In North Carolina, Asheville City School leaders added three days to the school calendar, but rejected a proposal to increase elementary school days by 30 minutes, and the high school and middle school days by 15 minutes
According to the Asheville Citizen-Times, a survey showed “81 percent of teachers disagreed with the idea to lengthen the school day.”
Fairfax Superintendent Jack D. Dale recently sent an email to the two teachers’ unions that focused on teacher workloads. As I noted in an earlier post, I believe that he is ignoring the time problems of students. I am troubled by this paragraph in his email:
I will speak to all the principals about ensuring we do not create inappropriate work load/time demands on our teachers this next school year. I will also ask you to help identify some kind of a process to deal with issues that arise from both teachers and principals perspective. To start that discussion, I will also talk with the Leadership Team. –via FCFT.ORG
The principals are the instructional leaders in their schools. They are responsible for advocating for the needs of students. Since Dr. Dale supervises the principals, it is troubling that he publicly mentions “inappropriate workload/time demands” before consulting with the principals about this issue. If some principals make inappropriate or unprofessional demands on teachers, their tenure should be re-evaluated. However, it is wrong for the superintendent to make a statement that tends to undermine the authority of the principals as a group. It could also have a chilling effect on the willingness of principals to speak out on policies that affect all of the schools.

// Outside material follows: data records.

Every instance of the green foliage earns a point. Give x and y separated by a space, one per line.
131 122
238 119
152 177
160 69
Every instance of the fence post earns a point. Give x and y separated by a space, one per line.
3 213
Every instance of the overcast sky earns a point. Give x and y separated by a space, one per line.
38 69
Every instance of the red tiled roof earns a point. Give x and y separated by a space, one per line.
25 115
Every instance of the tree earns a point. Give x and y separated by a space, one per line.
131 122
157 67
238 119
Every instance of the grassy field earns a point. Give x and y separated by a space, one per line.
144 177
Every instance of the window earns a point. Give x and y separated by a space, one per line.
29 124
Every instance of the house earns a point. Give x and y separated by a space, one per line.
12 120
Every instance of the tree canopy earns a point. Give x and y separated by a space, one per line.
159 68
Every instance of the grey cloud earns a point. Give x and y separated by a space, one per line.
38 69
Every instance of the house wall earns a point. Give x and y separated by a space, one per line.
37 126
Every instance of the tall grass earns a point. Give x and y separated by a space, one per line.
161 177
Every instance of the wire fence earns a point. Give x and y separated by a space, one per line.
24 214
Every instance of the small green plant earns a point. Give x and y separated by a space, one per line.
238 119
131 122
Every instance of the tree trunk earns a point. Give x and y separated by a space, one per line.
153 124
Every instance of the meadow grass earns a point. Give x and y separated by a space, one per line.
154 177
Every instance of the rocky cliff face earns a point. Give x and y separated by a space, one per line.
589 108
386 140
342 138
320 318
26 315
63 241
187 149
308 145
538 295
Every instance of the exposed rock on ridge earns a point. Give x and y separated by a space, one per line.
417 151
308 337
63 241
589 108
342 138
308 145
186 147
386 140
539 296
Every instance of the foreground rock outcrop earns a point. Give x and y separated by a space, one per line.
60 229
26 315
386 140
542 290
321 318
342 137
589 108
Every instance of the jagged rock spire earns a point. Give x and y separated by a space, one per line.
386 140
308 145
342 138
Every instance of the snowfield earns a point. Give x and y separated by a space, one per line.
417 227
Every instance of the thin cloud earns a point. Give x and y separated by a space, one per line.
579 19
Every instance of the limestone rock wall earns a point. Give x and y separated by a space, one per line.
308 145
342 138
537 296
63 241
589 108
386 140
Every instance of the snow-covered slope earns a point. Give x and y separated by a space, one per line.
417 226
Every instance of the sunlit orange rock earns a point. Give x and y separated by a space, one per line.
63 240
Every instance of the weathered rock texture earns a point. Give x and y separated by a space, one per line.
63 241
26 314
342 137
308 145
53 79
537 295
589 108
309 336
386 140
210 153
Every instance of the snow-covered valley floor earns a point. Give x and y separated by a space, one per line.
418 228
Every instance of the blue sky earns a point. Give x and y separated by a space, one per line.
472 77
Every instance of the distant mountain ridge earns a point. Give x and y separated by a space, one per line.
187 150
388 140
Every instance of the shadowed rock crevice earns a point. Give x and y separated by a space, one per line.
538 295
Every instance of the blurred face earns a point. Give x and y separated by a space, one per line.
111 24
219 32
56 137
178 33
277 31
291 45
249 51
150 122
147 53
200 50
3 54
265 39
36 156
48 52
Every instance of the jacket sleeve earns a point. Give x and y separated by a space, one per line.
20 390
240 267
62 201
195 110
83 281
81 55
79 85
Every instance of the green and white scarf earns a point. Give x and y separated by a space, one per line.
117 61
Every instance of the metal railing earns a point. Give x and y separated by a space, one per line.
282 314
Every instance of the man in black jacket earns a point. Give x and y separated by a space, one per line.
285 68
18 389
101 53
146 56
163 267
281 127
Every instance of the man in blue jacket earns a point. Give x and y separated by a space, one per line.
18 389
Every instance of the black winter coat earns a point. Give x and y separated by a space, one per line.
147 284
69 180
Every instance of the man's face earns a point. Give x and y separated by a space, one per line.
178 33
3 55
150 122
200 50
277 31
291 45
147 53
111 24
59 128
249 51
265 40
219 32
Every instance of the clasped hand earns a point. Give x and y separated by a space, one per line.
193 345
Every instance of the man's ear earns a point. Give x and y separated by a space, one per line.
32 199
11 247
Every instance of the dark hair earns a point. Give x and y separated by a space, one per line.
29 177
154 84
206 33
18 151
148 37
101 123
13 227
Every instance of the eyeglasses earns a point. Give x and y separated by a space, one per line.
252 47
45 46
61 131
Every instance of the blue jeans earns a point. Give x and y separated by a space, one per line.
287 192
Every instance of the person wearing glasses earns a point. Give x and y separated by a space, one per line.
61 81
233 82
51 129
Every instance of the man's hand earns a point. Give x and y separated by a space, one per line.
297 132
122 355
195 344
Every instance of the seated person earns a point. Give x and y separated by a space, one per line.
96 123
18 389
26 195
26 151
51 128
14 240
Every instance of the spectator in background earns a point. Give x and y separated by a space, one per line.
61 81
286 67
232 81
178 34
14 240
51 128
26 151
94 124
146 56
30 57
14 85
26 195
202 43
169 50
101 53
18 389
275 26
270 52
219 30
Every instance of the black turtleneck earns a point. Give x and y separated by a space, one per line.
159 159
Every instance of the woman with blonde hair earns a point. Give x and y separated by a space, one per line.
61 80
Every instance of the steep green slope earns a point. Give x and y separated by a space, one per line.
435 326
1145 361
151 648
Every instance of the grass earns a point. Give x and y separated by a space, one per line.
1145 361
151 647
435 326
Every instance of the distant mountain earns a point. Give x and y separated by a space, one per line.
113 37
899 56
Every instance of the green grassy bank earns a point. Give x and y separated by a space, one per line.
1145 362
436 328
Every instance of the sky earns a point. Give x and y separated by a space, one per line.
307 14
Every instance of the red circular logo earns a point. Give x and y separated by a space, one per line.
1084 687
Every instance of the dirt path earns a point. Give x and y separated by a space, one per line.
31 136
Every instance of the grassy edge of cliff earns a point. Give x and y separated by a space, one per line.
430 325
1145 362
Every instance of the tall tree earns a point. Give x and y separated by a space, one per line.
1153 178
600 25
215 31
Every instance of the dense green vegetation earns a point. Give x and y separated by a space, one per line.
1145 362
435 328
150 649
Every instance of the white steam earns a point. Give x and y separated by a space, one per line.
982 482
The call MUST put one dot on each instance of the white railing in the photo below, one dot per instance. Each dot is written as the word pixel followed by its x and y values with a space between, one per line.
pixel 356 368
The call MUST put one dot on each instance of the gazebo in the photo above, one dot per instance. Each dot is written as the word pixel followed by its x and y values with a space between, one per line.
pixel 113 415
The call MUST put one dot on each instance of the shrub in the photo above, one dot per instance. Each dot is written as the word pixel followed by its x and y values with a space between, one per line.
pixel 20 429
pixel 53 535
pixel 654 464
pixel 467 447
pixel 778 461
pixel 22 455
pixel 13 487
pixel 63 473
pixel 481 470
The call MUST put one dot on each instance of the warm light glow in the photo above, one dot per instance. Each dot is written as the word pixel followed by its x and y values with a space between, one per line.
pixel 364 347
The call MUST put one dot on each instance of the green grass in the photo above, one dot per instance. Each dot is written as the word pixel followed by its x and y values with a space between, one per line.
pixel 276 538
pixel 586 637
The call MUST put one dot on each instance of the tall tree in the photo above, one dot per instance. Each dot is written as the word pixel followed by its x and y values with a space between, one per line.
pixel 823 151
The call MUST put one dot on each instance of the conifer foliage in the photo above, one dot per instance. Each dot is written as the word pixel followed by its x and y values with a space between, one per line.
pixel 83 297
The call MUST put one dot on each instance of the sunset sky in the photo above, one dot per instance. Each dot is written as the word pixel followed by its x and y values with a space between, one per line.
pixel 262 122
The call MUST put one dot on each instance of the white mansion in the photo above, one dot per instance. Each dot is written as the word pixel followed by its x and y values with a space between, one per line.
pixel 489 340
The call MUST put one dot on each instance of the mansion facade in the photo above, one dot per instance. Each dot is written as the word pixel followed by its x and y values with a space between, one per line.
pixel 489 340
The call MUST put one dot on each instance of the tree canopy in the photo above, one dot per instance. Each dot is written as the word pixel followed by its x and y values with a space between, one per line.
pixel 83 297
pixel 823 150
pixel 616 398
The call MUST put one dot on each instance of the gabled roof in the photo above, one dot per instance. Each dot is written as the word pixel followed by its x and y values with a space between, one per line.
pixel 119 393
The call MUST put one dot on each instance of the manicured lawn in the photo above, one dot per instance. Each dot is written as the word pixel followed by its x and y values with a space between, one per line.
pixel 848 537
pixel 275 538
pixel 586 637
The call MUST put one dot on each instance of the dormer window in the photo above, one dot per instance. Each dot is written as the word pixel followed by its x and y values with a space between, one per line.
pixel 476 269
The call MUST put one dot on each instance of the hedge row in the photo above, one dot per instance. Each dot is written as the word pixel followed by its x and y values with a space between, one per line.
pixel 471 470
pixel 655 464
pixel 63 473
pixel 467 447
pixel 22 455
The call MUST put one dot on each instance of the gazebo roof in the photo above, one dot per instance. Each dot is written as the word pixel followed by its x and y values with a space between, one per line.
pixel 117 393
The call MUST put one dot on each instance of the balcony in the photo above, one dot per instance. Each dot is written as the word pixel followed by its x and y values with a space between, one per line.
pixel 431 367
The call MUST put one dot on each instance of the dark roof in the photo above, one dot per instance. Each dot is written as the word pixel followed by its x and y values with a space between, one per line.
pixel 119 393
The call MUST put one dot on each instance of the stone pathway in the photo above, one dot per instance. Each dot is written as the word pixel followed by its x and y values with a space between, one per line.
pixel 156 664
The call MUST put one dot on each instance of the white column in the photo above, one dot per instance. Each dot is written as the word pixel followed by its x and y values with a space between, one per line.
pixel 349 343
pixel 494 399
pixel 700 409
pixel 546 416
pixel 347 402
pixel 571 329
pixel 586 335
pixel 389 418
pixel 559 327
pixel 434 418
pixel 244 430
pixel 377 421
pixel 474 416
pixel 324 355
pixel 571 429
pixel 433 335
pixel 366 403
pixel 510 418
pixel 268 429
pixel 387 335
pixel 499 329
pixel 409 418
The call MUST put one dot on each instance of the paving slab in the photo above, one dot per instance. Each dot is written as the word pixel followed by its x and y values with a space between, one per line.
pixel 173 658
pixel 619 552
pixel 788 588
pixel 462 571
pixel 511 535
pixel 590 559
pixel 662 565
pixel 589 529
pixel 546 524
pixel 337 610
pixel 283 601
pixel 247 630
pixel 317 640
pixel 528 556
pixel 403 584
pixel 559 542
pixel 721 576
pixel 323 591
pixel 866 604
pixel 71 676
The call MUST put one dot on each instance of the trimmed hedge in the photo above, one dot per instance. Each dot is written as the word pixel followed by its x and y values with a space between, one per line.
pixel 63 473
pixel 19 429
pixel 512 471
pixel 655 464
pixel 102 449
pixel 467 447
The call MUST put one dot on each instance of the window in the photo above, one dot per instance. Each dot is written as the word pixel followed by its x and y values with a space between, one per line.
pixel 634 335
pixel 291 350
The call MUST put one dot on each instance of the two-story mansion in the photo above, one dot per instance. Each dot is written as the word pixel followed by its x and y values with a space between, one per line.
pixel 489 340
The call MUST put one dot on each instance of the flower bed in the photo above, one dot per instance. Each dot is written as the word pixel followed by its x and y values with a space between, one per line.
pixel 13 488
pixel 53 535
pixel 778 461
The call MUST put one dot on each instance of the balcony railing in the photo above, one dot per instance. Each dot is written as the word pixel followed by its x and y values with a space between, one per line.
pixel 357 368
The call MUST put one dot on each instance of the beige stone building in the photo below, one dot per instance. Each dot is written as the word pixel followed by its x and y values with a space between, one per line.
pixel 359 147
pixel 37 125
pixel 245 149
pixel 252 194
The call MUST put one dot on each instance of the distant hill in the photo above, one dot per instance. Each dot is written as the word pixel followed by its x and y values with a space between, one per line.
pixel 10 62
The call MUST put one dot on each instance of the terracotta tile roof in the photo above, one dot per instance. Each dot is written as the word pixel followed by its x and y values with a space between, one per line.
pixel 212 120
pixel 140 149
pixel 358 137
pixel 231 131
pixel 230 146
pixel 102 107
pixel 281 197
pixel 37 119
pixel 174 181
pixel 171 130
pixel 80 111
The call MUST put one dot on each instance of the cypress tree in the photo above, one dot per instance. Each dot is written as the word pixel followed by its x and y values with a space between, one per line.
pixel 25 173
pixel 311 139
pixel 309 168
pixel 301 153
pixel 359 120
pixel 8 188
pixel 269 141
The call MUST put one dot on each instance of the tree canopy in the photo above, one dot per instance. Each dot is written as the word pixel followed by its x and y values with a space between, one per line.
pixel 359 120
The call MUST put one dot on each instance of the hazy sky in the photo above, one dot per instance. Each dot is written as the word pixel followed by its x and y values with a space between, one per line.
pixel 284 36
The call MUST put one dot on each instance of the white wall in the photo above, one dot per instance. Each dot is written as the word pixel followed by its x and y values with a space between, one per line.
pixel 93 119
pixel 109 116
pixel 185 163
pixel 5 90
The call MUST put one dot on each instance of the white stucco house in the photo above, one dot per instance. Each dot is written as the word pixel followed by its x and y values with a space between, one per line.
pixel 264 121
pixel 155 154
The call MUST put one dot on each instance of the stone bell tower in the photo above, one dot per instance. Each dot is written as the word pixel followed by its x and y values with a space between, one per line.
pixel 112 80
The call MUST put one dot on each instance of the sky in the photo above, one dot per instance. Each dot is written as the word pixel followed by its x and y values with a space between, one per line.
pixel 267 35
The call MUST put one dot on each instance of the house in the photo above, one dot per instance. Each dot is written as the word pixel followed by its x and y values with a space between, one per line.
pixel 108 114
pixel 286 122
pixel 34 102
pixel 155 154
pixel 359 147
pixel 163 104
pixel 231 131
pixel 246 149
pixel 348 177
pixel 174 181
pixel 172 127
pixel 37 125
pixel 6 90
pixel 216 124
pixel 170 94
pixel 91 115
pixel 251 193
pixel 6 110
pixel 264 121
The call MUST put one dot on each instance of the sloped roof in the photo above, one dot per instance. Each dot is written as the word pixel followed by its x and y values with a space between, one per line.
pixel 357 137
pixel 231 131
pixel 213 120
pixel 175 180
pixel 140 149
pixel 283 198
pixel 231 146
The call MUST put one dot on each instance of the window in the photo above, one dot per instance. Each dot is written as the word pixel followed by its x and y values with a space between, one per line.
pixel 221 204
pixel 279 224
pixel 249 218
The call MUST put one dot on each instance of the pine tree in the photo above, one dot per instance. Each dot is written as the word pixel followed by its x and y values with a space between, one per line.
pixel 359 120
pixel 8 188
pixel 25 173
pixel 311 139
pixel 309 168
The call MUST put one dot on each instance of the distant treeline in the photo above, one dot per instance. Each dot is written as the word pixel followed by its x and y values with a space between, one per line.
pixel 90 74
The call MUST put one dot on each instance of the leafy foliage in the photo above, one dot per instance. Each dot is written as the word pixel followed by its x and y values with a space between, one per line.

The Hatch Act, which sets limits on political activities of federal workers, has a single sanction for violation of the act–termination.
Joe Davidson wrote an article explaining that D.C. Delegate Eleanor Holmes Norton told the House Oversight and Government Reform Committee that, far from a deterrent, the one-size-fits-all penalty of termination has the opposite effect. Agencies are reluctant to report violators “and therefore,” Norton reasoned, “the violations perhaps are encouraged to continue.”
I posted an online comment to this article, saying that the Hatch Act is one of the justifications sometimes cited for “nonpartisan” school board elections in Fairfax County. Everyone knows that the elections are partisan, but continuing to designate them as “nonpartisan” allows federal employees to accept the endorsements of the two political parties.
Steve Stuban, who hopes to receive the Fairfax County Republican Committee’s endorsement for an at-large seat at the school board, could not speak at a recent committee meeting due to restrictions on political activity by his employer, the Department of Defense.
It is wrong for a prospective school board member to have to worry about losing his job if he violates some rule of the Hatch Act. If Fairfax County returned to having an appointed school board it would be easier for federal employees to serve on the school board without complicated posturing as “nonpartisan” beneficiaries of the endorsements of the political parties.